The present invention relates to the manufacture of fibrous glass mat products and more specifically to that class of mat products known as "continuous mat." Such mats are manufactured by the deposition of continuous strands of glass fibers onto a foraminous conveyor or collection surface, the strands being deposited in overall sinuous configuration with laterally adjacent strands overlapping one another. The overall method of making such mats is well illustrated in U.S. Pat. No. 3,760,458, assigned to the assignee of the present invention. This patent illustrates the former commercial method of making continuous strand mats, and the present invention provides a specific improvement over the process and apparatus disclosed in said patent.
Typically, in a commercial operation, each strand contains 24 filaments and 360 strands are laid down in an overlapping sinuous pattern to provide a 3 foot wide mat.
In a mat of this character, the individual strands are intermingled and overlapping, but it is necessary to disperse the individual filaments of the strands so that the intermingling of the dispersed filaments is also obtained. It is this intermingling and mechanical adherence between the individual filaments, when tied together by the cured binder which gives the mat its commercially useful characteristics of (1) high strength and (2) small, uniform interstices.

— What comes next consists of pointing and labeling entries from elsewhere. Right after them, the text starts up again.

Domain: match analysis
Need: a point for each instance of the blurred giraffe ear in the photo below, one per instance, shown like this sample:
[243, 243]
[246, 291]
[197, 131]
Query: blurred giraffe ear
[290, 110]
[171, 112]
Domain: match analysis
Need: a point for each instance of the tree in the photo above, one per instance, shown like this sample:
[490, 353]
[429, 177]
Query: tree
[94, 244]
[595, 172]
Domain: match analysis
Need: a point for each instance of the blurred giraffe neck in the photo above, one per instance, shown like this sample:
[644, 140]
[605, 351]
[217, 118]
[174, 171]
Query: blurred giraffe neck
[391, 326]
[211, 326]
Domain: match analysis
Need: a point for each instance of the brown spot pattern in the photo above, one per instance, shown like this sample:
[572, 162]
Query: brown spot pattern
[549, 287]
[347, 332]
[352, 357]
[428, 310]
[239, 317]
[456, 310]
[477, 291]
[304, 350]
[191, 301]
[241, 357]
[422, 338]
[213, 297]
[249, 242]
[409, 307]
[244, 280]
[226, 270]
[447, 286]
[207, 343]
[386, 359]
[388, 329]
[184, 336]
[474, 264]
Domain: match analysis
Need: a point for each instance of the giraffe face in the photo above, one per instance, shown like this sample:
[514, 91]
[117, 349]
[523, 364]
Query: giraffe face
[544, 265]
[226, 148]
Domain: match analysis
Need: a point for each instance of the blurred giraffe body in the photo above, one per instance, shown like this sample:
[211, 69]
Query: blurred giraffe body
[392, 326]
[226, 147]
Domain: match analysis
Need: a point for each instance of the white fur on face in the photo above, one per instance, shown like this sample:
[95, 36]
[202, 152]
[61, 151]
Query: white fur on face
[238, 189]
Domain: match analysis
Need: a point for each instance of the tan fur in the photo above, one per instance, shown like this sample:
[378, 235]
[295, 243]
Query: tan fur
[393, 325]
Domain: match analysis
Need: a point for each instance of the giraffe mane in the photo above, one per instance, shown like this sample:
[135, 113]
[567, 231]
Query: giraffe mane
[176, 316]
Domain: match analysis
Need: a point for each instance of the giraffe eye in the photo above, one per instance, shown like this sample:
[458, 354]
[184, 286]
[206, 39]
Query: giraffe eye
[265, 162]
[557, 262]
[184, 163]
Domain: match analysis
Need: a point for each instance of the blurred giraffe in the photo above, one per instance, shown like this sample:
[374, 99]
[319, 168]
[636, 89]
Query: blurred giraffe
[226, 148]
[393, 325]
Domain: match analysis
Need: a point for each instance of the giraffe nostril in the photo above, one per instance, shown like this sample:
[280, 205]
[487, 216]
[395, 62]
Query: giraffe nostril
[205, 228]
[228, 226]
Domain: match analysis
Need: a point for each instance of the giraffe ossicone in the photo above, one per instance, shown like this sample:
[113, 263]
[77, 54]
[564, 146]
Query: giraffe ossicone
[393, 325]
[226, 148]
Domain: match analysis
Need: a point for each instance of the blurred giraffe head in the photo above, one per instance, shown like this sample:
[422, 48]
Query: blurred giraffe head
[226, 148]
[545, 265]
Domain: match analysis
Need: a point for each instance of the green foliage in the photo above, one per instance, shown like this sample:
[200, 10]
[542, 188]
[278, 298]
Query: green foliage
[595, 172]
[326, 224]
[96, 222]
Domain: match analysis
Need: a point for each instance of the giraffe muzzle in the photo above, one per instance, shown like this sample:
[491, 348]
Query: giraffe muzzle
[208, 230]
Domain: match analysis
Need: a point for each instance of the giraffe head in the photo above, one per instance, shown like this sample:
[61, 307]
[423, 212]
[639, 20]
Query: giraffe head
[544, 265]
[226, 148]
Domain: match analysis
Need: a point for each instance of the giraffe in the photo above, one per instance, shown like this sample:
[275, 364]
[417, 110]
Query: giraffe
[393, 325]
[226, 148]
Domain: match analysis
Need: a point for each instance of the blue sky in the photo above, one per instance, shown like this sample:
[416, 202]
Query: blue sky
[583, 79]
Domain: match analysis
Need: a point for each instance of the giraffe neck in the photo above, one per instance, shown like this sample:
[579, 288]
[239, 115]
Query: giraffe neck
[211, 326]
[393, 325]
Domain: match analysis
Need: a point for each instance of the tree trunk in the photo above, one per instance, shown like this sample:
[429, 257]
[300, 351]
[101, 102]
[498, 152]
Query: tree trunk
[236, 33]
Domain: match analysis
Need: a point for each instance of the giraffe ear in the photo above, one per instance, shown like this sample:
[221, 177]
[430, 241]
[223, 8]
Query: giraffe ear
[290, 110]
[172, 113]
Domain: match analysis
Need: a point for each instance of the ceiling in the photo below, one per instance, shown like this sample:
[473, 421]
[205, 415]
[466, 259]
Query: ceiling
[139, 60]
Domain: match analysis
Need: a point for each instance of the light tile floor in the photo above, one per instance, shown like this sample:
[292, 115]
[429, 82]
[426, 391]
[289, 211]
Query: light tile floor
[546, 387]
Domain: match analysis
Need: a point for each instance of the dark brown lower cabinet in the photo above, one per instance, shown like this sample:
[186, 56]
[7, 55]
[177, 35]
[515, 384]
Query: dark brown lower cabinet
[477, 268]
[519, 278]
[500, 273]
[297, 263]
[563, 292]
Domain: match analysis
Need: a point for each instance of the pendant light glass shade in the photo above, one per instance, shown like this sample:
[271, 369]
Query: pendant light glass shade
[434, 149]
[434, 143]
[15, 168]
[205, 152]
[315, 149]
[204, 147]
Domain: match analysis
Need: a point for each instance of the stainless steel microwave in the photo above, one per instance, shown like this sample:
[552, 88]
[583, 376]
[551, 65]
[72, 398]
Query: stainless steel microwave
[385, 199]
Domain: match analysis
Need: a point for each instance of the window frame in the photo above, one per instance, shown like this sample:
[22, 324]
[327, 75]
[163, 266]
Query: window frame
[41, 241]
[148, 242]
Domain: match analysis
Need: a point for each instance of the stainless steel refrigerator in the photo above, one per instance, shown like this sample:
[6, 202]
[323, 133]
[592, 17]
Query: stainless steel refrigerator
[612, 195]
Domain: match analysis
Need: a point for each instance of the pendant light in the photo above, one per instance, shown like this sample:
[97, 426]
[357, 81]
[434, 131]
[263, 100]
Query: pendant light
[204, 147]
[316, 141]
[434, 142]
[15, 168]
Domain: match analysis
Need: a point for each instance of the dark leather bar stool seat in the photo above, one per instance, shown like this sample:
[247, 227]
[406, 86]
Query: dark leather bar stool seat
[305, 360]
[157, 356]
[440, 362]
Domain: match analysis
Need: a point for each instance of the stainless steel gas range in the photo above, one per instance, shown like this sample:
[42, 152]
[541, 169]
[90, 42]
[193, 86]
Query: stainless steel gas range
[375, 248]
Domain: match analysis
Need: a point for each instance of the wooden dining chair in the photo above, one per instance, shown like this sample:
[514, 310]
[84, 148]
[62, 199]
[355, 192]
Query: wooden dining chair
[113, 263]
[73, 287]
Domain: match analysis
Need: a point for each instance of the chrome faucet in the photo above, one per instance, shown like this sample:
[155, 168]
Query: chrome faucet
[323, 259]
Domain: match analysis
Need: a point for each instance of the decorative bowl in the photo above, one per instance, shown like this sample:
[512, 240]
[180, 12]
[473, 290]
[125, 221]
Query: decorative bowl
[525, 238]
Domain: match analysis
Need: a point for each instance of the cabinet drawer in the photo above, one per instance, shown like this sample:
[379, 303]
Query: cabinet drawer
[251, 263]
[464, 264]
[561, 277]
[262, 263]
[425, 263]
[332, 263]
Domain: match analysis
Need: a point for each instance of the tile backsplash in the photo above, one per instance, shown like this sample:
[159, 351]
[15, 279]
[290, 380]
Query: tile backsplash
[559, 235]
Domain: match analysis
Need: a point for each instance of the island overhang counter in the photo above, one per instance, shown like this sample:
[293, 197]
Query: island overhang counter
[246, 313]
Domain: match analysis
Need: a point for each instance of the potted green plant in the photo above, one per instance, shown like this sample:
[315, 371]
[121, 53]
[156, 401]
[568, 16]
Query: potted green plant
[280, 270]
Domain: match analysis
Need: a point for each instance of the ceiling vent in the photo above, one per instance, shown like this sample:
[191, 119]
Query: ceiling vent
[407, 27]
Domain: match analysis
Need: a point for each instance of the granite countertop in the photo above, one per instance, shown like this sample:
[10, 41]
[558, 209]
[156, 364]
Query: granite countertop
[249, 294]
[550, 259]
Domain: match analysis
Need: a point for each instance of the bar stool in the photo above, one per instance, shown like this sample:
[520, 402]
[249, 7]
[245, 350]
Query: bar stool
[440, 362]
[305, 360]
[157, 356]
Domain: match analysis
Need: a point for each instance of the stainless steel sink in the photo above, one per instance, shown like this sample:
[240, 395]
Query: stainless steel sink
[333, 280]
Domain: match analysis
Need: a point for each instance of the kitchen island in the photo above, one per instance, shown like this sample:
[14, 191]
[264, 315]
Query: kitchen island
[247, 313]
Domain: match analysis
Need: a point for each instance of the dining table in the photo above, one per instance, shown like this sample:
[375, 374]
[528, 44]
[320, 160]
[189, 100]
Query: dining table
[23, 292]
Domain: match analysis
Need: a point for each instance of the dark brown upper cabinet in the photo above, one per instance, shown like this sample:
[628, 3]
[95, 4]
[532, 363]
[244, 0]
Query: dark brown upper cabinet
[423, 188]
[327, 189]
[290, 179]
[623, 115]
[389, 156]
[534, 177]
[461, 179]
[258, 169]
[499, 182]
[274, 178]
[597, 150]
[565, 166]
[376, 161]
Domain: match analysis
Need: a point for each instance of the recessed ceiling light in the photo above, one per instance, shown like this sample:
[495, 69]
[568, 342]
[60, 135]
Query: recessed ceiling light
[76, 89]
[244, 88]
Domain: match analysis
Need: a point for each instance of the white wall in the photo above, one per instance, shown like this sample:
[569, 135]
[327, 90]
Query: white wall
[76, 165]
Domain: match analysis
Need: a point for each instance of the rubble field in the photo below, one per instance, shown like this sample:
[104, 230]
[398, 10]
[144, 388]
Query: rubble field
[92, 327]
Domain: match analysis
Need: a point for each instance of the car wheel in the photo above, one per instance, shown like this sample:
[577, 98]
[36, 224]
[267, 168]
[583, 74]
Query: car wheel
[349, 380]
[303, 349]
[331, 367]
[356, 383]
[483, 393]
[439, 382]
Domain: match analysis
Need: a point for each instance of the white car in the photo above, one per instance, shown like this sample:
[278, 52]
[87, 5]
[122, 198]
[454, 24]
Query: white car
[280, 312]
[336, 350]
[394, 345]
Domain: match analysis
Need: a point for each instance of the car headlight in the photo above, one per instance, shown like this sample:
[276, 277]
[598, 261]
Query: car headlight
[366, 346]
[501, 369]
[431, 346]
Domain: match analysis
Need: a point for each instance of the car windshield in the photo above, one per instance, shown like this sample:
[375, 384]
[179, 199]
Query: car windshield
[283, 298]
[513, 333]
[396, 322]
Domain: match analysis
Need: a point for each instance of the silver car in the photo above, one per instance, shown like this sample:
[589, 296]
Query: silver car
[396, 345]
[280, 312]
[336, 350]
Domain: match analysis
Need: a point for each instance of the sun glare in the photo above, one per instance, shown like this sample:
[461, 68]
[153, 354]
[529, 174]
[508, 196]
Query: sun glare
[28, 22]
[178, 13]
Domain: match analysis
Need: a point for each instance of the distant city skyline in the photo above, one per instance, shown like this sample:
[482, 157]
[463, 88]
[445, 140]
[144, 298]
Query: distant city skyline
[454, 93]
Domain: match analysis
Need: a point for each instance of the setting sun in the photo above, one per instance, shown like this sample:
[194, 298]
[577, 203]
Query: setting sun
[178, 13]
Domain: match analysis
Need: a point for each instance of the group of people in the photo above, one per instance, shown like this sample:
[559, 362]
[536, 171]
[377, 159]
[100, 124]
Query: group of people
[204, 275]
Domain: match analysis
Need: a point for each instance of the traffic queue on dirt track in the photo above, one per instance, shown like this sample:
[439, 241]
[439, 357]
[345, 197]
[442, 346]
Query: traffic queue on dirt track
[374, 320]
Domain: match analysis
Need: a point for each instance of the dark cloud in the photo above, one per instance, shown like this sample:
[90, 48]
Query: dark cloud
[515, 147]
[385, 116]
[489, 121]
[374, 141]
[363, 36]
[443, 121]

In commercial practice, the foraminous conveyor travels at high speeds, on the order of 180 to 300 feet per minute and the primary orientation of the sinuous strands is longitudinally of the rapidly traveling conveyor. It is necessary to separate and disperse individual filaments from each strand while still retaining the overall sinuous configuration of the strands in order to provide both the high strength and the small, uniform interstices required in mats of this type.
This dispersion of the filaments was accomplished in the prior art, as typified by the disclosure U.S. Pat. No. 3,760,458 by flooding the strands on the conveyor with a liquid preferably containing the binder, retaining the strands in their flooded condition for a period of time sufficient to overcome the forces holding the filaments together in the strands and then draining the flooding liquid preparatory to heat curing the mat impregnated with binder.
The resultant prior art mat, of a density of 0.0225 pounds per square foot, had appreciable longitudinal tensile strengths, on the order of 150 pounds per square inch, but was of relatively low transverse strength, generally about 80 to 90 pounds per square inch. Further, the interstices of the prior art mat were not uniform and were relatively large particularly in the longitudinal direction. If it were possible to increase the transverse strength of continuous strand mats and to provide more uniform, smaller interstices therein, a more desirable commercial product could be obtained.